Division of Nephrology, Tongji Hospital, Tongji Medical College, Huazhong University of Science and Technology, 1095 Jiefang Avenue, Wuhan, 430030, China.
Wuhan Institute of Biotechnology, Wuhan, 430000, China.
Cell Death Dis. 2022 May 31;13(5):511. doi: 10.1038/s41419-022-04910-w.
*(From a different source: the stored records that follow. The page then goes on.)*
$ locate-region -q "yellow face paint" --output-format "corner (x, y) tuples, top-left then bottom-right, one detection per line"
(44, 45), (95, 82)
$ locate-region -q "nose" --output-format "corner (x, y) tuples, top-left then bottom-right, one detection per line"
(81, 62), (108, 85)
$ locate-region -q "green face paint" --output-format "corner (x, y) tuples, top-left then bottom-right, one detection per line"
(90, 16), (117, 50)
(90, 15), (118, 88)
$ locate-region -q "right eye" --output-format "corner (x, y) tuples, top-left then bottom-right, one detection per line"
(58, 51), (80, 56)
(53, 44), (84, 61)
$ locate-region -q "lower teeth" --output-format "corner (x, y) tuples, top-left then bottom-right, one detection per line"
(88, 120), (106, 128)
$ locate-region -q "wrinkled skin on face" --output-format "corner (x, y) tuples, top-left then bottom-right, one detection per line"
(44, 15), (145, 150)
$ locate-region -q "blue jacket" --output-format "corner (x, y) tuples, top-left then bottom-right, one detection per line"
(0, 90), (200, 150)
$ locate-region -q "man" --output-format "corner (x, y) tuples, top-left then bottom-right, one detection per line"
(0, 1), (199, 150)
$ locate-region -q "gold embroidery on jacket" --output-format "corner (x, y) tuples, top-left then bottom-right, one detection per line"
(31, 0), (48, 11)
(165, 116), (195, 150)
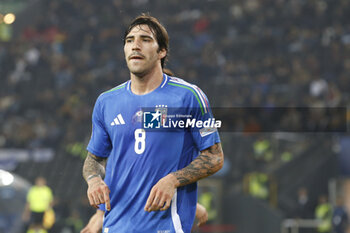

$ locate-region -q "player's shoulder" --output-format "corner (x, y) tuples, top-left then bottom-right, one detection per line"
(98, 81), (128, 101)
(168, 76), (207, 98)
(168, 76), (202, 92)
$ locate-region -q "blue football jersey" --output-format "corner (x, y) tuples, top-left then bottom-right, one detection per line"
(87, 74), (220, 233)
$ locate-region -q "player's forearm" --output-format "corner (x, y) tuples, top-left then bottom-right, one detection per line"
(83, 152), (107, 181)
(171, 143), (224, 187)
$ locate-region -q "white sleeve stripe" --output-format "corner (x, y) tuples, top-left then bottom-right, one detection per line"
(160, 75), (168, 88)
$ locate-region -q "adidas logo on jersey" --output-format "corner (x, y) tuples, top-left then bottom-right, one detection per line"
(111, 114), (125, 126)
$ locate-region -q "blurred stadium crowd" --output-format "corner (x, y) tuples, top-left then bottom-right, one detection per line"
(0, 0), (350, 232)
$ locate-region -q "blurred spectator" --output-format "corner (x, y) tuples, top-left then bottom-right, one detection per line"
(23, 177), (53, 233)
(315, 195), (332, 233)
(332, 197), (349, 233)
(295, 187), (315, 219)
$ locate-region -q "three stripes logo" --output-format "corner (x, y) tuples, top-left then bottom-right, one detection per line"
(111, 114), (125, 126)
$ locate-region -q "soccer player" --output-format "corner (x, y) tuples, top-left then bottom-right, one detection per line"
(80, 203), (208, 233)
(83, 15), (224, 233)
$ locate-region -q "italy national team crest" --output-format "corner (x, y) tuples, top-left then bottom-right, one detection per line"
(156, 105), (168, 125)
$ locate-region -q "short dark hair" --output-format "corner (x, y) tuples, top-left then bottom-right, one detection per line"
(123, 14), (169, 68)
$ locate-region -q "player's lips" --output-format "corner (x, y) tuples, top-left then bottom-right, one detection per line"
(129, 53), (145, 60)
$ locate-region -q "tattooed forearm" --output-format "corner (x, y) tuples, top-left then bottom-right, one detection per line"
(83, 152), (107, 180)
(172, 143), (224, 186)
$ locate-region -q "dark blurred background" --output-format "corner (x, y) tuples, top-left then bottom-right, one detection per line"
(0, 0), (350, 233)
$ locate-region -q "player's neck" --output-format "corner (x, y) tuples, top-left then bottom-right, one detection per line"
(130, 69), (163, 95)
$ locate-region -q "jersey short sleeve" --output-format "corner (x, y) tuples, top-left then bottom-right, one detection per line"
(87, 96), (112, 157)
(188, 86), (220, 151)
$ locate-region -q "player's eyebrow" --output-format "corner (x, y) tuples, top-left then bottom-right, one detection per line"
(125, 35), (154, 40)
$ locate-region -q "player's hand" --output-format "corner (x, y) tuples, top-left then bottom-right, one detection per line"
(80, 226), (97, 233)
(196, 203), (208, 226)
(145, 174), (177, 212)
(87, 177), (111, 211)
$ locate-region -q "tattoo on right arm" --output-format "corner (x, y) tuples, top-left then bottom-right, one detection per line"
(83, 152), (107, 181)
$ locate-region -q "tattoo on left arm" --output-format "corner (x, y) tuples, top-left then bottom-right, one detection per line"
(172, 143), (224, 186)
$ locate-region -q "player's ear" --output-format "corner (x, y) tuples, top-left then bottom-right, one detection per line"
(158, 49), (167, 59)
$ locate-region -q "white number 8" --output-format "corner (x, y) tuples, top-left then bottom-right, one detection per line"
(134, 129), (146, 154)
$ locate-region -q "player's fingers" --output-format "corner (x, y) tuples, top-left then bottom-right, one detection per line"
(149, 195), (159, 211)
(160, 199), (171, 211)
(145, 189), (155, 211)
(197, 214), (208, 226)
(103, 188), (111, 211)
(88, 193), (95, 207)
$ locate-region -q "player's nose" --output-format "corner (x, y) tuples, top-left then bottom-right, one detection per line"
(131, 39), (141, 50)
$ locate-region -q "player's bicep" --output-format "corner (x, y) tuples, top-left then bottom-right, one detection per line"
(198, 143), (224, 171)
(87, 98), (112, 157)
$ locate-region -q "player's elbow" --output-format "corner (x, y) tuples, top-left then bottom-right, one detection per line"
(213, 151), (224, 174)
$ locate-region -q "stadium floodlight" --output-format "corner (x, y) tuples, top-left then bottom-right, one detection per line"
(3, 13), (16, 24)
(0, 169), (14, 187)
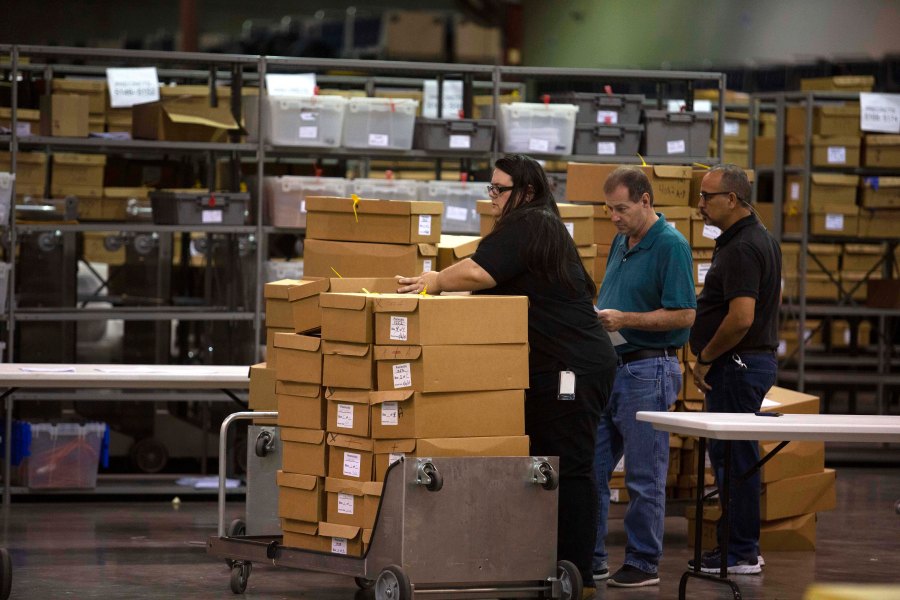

Whether metabolites derived from injured renal tubular epithelial cells (TECs) participate in renal fibrosis is poorly explored. After TEC injury, various metabolites are released and among the most potent is adenosine triphosphate (ATP), which is released via ATP-permeable channels. In these hemichannels, connexin 43 (Cx43) is the most common member. However, its role in renal interstitial fibrosis (RIF) has not been fully examined. We analyzed renal samples from patients with obstructive nephropathy and mice with unilateral ureteral obstruction (UUO). Cx43-KSP mice were generated to deplete Cx43 in TECs. Through transcriptomics, metabolomics, and single-cell sequencing multi-omics analysis, the relationship among tubular Cx43, ATP, and macrophages in renal fibrosis was explored. The expression of Cx43 in TECs was upregulated in both patients and mice with obstructive nephropathy. Knockdown of Cx43 in TECs or using Cx43-specific inhibitors reduced UUO-induced inflammation and fibrosis in mice. Single-cell RNA sequencing showed that ATP specific receptors, including P2rx4 and P2rx7, were distributed mainly on macrophages. We found that P2rx4- or P2rx7-positive macrophages underwent pyroptosis after UUO, and in vitro ATP directly induced pyroptosis by macrophages. The administration of P2 receptor or P2X7 receptor blockers to UUO mice inhibited macrophage pyroptosis and demonstrated a similar degree of renoprotection as Cx43 genetic depletion. Further, we found that GAP 26 (a Cx43 hemichannel inhibitor) and A-839977 (an inhibitor of the pyroptosis receptor) alleviated UUO-induced fibrosis, while BzATP (the agonist of pyroptosis receptor) exacerbated fibrosis. Single-cell sequencing demonstrated that the pyroptotic macrophages upregulated the release of CXCL10, which activated intrarenal fibroblasts. Cx43 mediates the release of ATP from TECs during renal injury, inducing peritubular macrophage pyroptosis, which subsequently leads to the release of CXCL10 and activation of intrarenal fibroblasts and acceleration of renal fibrosis.
尚不清楚是否源自受损肾小管上皮细胞 (TEC) 的代谢物参与了肾纤维化。TEC 损伤后,会释放出各种代谢物,其中最有效的是三磷酸腺苷 (ATP),它通过 ATP 通透性通道释放。在这些半通道中,连接蛋白 43 (Cx43) 是最常见的成员。然而,其在肾间质纤维化 (RIF) 中的作用尚未被充分研究。我们分析了梗阻性肾病患者和单侧输尿管梗阻 (UUO) 小鼠的肾组织样本。Cx43-KSP 小鼠被用来耗尽 TEC 中的 Cx43。通过转录组学、代谢组学和单细胞测序多组学分析,探索了肾小管 Cx43、ATP 和巨噬细胞在肾纤维化中的关系。在梗阻性肾病患者和小鼠中,TEC 中的 Cx43 表达上调。在 TEC 中敲低 Cx43 或使用 Cx43 特异性抑制剂可减少 UUO 诱导的小鼠炎症和纤维化。单细胞 RNA 测序显示,ATP 特异性受体,包括 P2rx4 和 P2rx7,主要分布在巨噬细胞上。我们发现 UUO 后 P2rx4 或 P2rx7 阳性巨噬细胞发生细胞焦亡,体外 ATP 直接诱导巨噬细胞发生细胞焦亡。UUO 小鼠给予 P2 受体或 P2X7 受体阻滞剂可抑制巨噬细胞细胞焦亡,与 Cx43 基因缺失的肾保护作用相当。此外,我们发现 GAP 26(Cx43 半通道抑制剂)和 A-839977(细胞焦亡受体抑制剂)缓解 UUO 诱导的纤维化,而 BzATP(细胞焦亡受体激动剂)则加剧纤维化。单细胞测序表明,细胞焦亡的巨噬细胞上调了 CXCL10 的释放,激活了肾内成纤维细胞。Cx43 在肾脏损伤期间介导 TEC 释放 ATP,诱导肾小管周围巨噬细胞细胞焦亡,随后导致 CXCL10 的释放和肾内成纤维细胞的激活,加速肾脏纤维化。